By David Glenn Cox
Laughter is about the only way to have fun without any real effort. Just sit on the beach and watch it roll in wave after wave. You can’t make this stuff up, the NRA, the National Rifle Association, the manufacturer of over 100 million auto glass window stickers and on the Christmas wish list of every redneck in America has shot themselves in the foot. See there are two NRA’s. The NRA you know and love Charlton Heston barking as a white man wronged, “from my cold dead hands!” and the NRA foundation, aka the purse.
The NRA is accused of borrowing money from the foundation to cover cash flow problems. I was in business long enough to know cash flow problems is an ugly phrase.
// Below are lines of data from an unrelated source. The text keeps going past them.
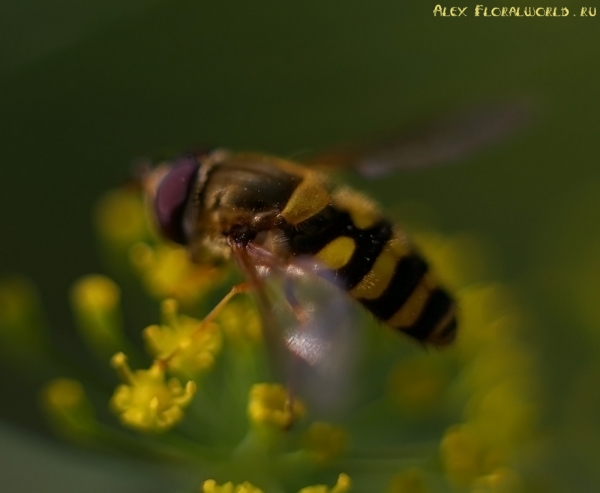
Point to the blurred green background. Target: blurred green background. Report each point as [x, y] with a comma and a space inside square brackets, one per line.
[85, 89]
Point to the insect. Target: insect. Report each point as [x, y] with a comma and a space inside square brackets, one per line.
[278, 218]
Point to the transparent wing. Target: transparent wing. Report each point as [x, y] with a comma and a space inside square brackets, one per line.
[439, 141]
[311, 327]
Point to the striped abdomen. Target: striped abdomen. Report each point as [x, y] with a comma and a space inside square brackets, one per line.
[373, 261]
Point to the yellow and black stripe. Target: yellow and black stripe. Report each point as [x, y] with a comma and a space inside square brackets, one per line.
[377, 266]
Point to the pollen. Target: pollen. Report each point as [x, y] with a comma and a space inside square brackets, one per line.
[211, 486]
[187, 345]
[326, 441]
[270, 404]
[147, 401]
[95, 301]
[342, 485]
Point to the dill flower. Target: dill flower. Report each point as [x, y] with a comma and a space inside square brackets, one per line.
[201, 396]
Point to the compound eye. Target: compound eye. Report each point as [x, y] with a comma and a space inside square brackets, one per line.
[171, 198]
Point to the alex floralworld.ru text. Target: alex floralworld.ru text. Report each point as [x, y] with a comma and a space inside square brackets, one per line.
[483, 11]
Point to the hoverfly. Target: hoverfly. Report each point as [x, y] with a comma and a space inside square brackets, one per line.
[283, 220]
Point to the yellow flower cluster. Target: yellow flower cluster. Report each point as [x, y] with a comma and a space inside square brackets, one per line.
[430, 421]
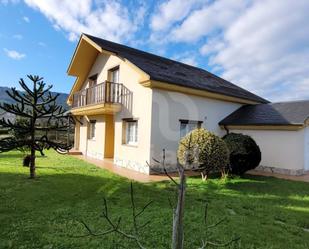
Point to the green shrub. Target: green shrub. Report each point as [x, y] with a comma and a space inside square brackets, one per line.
[203, 150]
[245, 154]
Bernie Madoff had cash flow problems. Cash flow problems bring scrutiny and attention to purchases and billing practices. “Let’s see; I bought this pack of gum for $900 and I took a client to lunch and that was $3,500 and I paid my brother in law $9,000 to empty the trash cans. It is the same old story borrowing from the pension fund or the tax fund always promising to pay it back later, but later never comes.
This is the NRA they know how to fundraise like a televangelist on crank. They are the right-wing holy grail, God, country, and the NRA. The bank ought to be calling up bitching because they can’t get the vault closed again because of all their money. In 1968, when Apple Records ran the Beatles and not the other way round there was a discrepancy in the accounts of around ten thousand dollars per week. So much money was pouring in it was considered a dime that rolled under the couch. So, the NRA borrows five million from the foundation, aka the purse. They promised to pay the note back in 90 days or pay interest of 7%. You might not think so, but or is an excessively big word.
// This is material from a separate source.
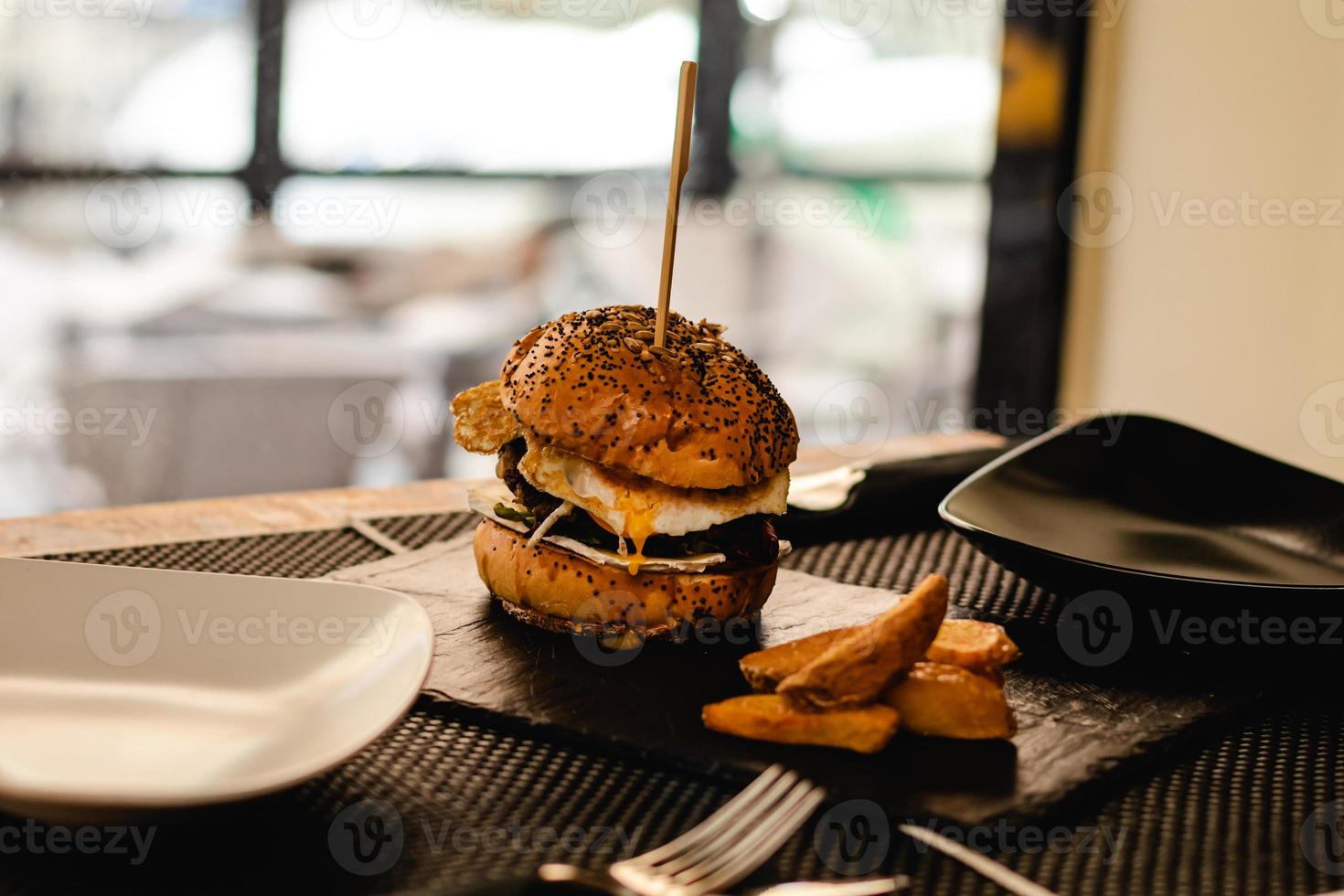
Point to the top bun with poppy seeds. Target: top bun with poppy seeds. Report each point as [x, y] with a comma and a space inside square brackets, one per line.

“Sure, we’ll pay it right back. Its just been a slow quarter the economy you know, besides ha, ha, we wouldn’t want to have to pay that 7% interest. Ouch, you guys are terrible.” Come the 90 days, “Oooh, right now is not a good time for us bad press you know, but I’ll tell you what we can do. If you let us slide, you know those payments we are supposed to be making? We are gonna pay double that amount and make double payments!” So, with a gun to their head the purse gave in. But then the old clock on the wall said it was time to begin making those double payments and guess what?
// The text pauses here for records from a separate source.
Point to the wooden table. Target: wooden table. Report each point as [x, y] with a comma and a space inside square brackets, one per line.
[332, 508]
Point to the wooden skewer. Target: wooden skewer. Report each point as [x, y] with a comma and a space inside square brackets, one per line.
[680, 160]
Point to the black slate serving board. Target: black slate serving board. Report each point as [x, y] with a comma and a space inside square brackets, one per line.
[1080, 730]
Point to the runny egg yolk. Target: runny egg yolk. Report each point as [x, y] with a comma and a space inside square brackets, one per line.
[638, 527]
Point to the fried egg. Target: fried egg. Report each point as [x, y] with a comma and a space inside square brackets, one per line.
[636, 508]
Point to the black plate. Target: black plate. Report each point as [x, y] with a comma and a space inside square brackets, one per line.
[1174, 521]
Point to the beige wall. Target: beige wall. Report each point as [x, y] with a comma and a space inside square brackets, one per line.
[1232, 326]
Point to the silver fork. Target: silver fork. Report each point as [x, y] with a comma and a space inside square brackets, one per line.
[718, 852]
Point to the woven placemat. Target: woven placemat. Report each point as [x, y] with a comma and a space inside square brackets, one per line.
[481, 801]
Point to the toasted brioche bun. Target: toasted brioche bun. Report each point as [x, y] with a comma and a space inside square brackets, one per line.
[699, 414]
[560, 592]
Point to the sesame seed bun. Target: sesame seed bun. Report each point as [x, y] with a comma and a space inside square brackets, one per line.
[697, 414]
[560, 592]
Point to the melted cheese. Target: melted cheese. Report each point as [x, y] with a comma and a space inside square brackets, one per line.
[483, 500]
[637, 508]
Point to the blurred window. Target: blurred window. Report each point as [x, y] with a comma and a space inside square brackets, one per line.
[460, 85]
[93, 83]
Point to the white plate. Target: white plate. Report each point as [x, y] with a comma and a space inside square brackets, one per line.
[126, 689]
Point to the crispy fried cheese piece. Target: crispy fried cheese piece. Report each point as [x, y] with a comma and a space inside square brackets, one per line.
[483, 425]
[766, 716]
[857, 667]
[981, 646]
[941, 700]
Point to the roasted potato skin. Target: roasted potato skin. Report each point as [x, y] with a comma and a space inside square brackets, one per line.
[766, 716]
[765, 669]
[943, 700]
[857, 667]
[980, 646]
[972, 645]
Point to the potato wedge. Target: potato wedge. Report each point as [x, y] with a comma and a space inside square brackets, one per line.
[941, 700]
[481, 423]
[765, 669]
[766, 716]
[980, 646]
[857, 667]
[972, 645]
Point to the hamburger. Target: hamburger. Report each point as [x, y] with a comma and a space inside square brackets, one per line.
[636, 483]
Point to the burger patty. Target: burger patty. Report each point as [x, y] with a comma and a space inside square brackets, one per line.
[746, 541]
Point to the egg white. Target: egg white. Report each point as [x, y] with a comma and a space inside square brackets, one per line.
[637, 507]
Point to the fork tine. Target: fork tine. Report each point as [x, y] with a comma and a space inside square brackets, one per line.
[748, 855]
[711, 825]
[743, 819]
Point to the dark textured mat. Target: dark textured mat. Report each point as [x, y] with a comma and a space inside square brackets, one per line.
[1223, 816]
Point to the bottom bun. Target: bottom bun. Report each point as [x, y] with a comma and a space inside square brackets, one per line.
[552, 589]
“Now gentleman, as you know we’ve promised to repay the five million dollars or pay 7% interest. And we are prepared to begin making those interest only payments today. The purse was held hostage at gun point looking down the barrel of a very ugly lawsuit or just give in and try to fix the problem quietly from the inside. “Auditor! Why would you want to hire an Auditor for? Don’t you trust us? This is not a good time; we’re repainting the office, and the carpet people are coming Thursday. So, they held this board meeting and the chairman Wayne Lapierre suggested they look into this auditor business at some other time. That some other time has yet to come.
Well resignations came and Hudsucker Proxies were found. Living on a Republican name and a criminal past enter Oliver North. “He’s perfect! And he already has a criminal record! That’s perfect for a company with a history of financial irregularities! You didn’t tell him to come to the meetings, did you?”
Over the years I’ve always been amazed at how tight fisted and judicious the NRA was with their money. My Congressman in Alabama had been given $12,000 over the course of four campaigns. Three grand in a campaign of close to a million dollars…big whoop! But they had that leverage, endorsed by the NRA. You couldn’t be a God-Fearing Republican running for office if you weren’t endorsed by the NRA. To hold the keys to the kingdom in their pocket with blood on their hands.
Seductive circles of power and black ties dinners. Golfing events hanging out with celebrities and ex-presidents and you know what? Because I hang out with people who are important, I must be important too. Make those tickets first class and get me a week in the Presidential suite. The curse of running with the rich and famous when you ain’t rich and you ain’t famous. “Put it on the company card and call me a limo!”
Riding the whole flaming shebang down into the ground in Trumpian style. They say the worst curse you can put on a business is twenty years of unbridled success as our streets run red with the blood of the alienated, the angry and the hopeless. The NRA have been very successful; the mortuary industry alone owes them a great deal of gratitude. The armorers of oppression both for and against. Theirs is a volume business but don’t call it tragedy, call it a fund-raising opportunity. “Obama’s going to take your guns. Clinton is going to take your guns, and John Kerry is going to take your guns!” Selling fear and paranoia to the public while dealing death and destruction.
They are gone but will reform like a terminator after a shotgun blast. The con is too good, turning fear into money and turning racism into money and influence. The official spokesperson for angry white America.